Those companies who have ignored the new technology until now might find it’s already too late, and their customers now consider them obsolete. They let success blind them to change, and now they’re paying a steep price.

Keeping The Innovative Spirit Alive

As a leader, you can’t let success lead to complacency. But you also need to make money and generate cash inside the business. That’s why remaining experimental and innovative while maintaining your success is a difficult equation. You need to do both.

You must keep your eye on the horizon, scanning for the next product, service, or process that might disrupt your business–and then embrace it in a way that fuels your company’s continued success.

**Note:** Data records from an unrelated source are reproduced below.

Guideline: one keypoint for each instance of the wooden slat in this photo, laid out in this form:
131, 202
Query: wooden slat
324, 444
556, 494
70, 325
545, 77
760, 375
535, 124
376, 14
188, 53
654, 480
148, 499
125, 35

Consider the example of Grammarly, which I use to help correct my spelling and punctuation when I write blogs like this one. It’s a great product sold via a renewable subscription model, which ranks high as a business model choice.

Grammarly could have easily rested on its laurels and continued to provide the same service it always has. Only that’s not what they did. More recently, they have released a newer version of their service that embraces AI and large language models to help writers with more advanced features, such as crafting their unique voice and style. It’s a game-changer and will help Grammarly stay at the front of the pack in terms of offering the service that it does.

But they didn’t have to make this aggressive move. Remember, they were successful in doing what they did. But as a company, they understood that standing still is the same as waving a white flag to their competitors–letting everyone know there is room to innovate around them.

 So, when it comes to your business, don’t let your success breed complacency–especially when it comes to suppressing your thirst to keep learning and pushing forward into the future.